Reuters: “If we continue to allow these risky financial products to operate in the dark we should not be surprised at the damage we find when the lights come on,” Mrs. Schapiro said in a statement.
The contract swaps — also blamed for bringing the world economy to its knees and costing taxpayers hundreds of billions of dollars in bailouts for events such as Lehman Brothers (LEHMQ) and American International Group (AIG), and more recently exacerbating the Greek debt crisis — are sold to investors to protect them from the risks of a debt default. But the absence of regulatory oversight has significantly reduced transparency into the impact of CDS positions on the overall financial markets.
The SEC has asked Congress for explicit authority to regulate the CDS market which is worth pointing out has enjoyed a massive growth since 2000; the market at that time was estimated to be over $630 billion.

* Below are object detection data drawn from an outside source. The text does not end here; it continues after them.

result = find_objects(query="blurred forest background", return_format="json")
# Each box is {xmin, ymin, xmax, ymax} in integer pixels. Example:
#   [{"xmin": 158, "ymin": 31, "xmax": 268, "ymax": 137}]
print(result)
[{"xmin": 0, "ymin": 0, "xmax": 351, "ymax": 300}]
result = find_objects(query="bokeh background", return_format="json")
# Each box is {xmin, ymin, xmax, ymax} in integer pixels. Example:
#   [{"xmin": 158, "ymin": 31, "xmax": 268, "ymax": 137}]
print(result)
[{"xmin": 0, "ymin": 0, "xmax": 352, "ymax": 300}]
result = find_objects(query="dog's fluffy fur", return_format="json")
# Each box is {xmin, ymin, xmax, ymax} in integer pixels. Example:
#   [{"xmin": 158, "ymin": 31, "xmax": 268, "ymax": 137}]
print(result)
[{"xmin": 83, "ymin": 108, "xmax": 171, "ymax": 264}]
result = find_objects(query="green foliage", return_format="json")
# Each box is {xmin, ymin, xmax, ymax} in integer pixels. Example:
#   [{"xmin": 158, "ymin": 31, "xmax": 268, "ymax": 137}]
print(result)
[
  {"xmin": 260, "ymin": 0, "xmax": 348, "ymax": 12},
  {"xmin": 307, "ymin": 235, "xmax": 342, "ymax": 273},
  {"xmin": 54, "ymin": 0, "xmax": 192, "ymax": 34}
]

In 2008 the market printed $58-trillion in notional value and had grown exponentially up to the crisis.
With several European leaders including Chancellor Angela Merkel and the Greek prime minister pushing for tougher rules for credit default swaps, the White House, notes Reuters, wants to shed light on credit default swaps and the $450 trillion OTC derivatives market (which still remain virtually unregulated) by requiring most derivatives to be traded on an exchange or cleared by a central clearinghouse.
According to Reuters, legislation to put more of the derivatives trade within regulated markets is still being negotiated in the U.S. Senate, with lawmakers having a hard time deciding over who should be forced to comply.
This is not the first time by the way gov’t officials have attempted to regulate the CDS market. Regulation of CDS was attempted by CFTC in May 1998 but without much success.